Du vert chez soi… désormais pour tous

Inutile d’avoir la main verte. Des systèmes révolutionnaires prennent soin des plantes. La mode est au grand pot contenant de petites plantes. Orchidées et bonzaïs reviennent en force.

Inutile d’être au diapason avec son époque, qui veut que l’on soit tous écologistes, pour savoir que les plantes d’appartement procurent beauté, gaieté et santé à nos intérieurs souvent trop conformistes, high-tech et fonctionnels. Les plantes vertes symbolisent la vie. Elles sont une touche de vraie nature dans un monde de plus en plus virtuel, et pour ceux qui n’ont pas la chance de posséder un immense jardin qui fait écho à l’éden paradisiaque, elles en sont un petit rappel.
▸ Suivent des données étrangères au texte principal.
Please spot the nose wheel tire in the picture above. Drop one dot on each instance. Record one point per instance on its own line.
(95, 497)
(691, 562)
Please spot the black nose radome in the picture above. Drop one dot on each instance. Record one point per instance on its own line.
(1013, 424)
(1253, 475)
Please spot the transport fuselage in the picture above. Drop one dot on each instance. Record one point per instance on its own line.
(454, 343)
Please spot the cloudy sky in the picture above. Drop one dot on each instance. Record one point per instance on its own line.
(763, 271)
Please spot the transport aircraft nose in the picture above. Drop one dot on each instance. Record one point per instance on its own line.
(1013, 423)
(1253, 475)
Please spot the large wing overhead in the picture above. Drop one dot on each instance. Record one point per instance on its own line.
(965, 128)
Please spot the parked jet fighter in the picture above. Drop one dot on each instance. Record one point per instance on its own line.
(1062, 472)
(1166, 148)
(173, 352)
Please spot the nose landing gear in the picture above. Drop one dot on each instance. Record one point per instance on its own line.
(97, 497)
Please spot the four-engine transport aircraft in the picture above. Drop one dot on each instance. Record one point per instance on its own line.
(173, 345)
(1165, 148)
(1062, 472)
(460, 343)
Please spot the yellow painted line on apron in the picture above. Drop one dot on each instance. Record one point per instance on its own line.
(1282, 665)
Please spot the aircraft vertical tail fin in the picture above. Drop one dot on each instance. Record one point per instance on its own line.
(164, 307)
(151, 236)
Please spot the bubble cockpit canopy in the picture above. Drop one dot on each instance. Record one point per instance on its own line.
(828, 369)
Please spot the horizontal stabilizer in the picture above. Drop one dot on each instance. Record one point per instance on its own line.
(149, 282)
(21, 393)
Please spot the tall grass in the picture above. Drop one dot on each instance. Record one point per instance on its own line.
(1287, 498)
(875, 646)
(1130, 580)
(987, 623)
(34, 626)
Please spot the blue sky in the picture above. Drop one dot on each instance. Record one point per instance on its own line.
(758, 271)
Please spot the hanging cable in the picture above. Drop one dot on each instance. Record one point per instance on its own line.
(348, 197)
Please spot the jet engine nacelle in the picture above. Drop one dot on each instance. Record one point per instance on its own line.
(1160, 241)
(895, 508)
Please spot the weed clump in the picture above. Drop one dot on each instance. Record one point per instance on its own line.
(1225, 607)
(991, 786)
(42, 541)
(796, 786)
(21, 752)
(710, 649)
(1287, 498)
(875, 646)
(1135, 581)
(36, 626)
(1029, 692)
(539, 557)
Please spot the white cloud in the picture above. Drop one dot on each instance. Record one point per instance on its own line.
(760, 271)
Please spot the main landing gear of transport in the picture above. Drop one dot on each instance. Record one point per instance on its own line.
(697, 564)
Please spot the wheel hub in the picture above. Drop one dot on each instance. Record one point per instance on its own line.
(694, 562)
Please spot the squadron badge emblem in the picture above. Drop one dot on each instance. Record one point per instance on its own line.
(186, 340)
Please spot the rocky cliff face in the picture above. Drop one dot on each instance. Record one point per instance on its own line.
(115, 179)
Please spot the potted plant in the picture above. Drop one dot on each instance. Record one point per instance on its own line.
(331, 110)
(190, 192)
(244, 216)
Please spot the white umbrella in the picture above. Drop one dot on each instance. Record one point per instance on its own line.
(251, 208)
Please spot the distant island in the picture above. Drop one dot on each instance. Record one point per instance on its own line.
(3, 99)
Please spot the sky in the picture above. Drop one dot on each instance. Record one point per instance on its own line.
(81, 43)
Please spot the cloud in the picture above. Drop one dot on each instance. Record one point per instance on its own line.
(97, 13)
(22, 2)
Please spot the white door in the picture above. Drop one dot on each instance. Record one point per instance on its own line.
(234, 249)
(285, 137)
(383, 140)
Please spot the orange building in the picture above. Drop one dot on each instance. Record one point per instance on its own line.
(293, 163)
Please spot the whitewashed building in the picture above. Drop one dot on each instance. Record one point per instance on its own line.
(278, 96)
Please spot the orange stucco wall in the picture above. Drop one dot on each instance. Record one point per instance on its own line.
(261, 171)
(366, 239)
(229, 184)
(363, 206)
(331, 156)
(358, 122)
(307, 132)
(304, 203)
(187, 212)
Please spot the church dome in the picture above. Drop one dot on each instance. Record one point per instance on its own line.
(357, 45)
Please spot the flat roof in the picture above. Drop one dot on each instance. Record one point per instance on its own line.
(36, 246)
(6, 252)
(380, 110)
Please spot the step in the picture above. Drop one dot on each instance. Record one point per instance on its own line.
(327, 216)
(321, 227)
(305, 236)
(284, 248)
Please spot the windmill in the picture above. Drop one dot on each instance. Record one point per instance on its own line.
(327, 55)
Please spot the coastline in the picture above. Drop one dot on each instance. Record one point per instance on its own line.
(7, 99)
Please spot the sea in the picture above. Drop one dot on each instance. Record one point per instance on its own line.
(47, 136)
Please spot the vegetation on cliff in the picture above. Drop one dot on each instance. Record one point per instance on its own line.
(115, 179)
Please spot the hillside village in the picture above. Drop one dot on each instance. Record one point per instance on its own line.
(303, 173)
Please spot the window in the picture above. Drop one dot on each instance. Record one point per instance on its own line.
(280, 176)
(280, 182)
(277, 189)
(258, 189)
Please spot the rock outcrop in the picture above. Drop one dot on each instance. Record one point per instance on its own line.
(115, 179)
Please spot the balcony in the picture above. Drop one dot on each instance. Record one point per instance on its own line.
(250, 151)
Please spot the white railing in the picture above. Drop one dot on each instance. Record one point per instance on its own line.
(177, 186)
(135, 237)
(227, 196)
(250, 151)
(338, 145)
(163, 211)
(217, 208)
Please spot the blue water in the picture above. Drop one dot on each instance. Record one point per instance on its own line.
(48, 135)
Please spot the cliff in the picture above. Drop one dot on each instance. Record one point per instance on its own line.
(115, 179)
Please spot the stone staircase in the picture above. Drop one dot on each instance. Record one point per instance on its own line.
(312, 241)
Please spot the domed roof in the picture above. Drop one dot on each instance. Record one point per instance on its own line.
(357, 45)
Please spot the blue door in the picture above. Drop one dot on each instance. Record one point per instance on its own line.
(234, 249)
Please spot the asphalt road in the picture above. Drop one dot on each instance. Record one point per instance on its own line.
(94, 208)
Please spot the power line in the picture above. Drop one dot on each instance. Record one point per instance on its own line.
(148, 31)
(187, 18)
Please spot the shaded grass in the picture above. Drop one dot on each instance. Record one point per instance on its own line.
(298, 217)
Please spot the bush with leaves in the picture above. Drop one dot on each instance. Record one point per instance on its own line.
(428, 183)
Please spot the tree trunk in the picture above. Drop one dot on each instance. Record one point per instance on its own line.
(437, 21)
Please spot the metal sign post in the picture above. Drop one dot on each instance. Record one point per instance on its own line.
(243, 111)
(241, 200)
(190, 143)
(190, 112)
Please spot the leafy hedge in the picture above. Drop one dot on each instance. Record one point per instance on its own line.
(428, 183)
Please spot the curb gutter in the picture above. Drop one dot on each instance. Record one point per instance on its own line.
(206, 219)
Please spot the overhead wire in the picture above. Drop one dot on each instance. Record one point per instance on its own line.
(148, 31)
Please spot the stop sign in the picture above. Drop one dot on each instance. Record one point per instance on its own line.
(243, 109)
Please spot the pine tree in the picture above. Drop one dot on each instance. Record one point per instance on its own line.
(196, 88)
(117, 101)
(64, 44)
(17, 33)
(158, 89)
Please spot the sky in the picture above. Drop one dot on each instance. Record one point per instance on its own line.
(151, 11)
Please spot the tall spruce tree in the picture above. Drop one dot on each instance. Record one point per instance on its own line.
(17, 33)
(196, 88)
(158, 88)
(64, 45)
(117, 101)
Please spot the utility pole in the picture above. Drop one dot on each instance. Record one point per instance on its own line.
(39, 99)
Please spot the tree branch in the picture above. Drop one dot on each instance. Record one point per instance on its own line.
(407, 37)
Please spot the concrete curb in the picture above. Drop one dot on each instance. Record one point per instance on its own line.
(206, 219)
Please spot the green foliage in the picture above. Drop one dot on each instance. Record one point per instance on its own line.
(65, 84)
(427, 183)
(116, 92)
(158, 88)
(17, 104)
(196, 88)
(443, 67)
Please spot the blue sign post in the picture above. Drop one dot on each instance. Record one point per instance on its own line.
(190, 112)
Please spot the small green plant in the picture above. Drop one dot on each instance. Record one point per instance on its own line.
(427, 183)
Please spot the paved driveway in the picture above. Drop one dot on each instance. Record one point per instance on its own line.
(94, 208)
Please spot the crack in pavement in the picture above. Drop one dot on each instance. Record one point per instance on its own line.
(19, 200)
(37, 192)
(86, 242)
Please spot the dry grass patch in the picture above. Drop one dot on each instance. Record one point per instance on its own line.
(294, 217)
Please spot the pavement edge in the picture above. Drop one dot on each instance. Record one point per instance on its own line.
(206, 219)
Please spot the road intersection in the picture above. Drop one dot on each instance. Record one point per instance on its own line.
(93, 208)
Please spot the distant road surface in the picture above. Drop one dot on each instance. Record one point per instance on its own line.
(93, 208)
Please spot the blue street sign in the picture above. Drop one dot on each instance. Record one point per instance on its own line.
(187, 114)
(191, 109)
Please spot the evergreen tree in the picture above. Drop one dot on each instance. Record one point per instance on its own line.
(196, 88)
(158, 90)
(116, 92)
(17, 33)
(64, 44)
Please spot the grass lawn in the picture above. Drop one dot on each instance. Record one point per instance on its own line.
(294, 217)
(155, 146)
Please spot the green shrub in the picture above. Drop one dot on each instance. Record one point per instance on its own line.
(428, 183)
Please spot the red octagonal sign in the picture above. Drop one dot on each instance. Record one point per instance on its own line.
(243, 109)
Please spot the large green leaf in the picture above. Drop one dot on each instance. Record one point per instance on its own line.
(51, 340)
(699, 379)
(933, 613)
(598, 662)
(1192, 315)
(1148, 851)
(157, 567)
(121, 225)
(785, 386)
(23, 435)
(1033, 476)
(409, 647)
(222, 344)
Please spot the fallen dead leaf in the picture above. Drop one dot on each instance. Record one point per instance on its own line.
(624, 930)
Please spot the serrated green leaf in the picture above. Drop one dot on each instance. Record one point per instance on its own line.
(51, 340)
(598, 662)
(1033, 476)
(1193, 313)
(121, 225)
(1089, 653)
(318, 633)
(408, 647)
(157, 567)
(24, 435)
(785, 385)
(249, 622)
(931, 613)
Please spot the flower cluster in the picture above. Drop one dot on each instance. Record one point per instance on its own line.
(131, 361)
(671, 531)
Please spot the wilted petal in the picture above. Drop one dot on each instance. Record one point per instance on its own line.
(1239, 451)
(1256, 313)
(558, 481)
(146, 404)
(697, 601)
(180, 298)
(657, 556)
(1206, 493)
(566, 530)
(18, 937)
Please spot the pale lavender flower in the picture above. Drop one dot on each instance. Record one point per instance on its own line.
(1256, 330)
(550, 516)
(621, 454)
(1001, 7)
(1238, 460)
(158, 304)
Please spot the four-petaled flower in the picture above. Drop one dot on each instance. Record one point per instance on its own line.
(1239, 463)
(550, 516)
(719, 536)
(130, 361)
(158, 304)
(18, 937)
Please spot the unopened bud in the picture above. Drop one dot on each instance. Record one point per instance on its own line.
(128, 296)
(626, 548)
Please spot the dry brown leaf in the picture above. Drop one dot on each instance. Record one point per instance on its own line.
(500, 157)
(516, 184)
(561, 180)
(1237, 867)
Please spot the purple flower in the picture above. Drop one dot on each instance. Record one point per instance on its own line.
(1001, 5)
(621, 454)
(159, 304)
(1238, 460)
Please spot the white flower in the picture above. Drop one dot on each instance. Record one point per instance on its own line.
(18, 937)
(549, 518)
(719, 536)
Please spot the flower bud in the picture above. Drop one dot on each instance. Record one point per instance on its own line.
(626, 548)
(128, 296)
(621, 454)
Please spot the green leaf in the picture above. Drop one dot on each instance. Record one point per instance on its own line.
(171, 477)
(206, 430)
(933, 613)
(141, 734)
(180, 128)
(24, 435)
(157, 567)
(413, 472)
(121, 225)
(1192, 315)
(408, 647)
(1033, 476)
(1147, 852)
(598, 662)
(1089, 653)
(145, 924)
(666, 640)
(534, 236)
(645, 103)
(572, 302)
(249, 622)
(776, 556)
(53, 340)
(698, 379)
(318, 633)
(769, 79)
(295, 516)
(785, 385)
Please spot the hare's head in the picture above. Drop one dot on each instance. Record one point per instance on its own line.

Véritables éléments décoratifs vivants, les plantes d’appartement épousent aussi les tendances. Ce qui permet de varier les décors, de changer d’ambiance au gré de ses humeurs. Youssef Haddadou, diplômé du lycée horticole d’Antibes et propriétaire de la boutique Vert d’O à Casablanca, nous indique que «l’esprit le plus tendance veut que le contenant domine le contenu». Et ce dernier de nous montrer des pots de 1 à 1,50 mètre de hauteur abritant des plantes n’excédant pas 30 cm! «Voici quelques années, c’était le contraire. Des pots de taille moyenne avec des plantes gigantesques. Aujourd’hui, les proportions ont été inversées. L’aspect proprement décoratif provient d’ailleurs du contenant puisque ces pots sont en plastique, en polyester, en bois, en céramique, en fibre de verre, en cuir ou encore en résine. Toutes ces matières sont déclinées dans plusieurs couleurs», explique Youssef Haddadou.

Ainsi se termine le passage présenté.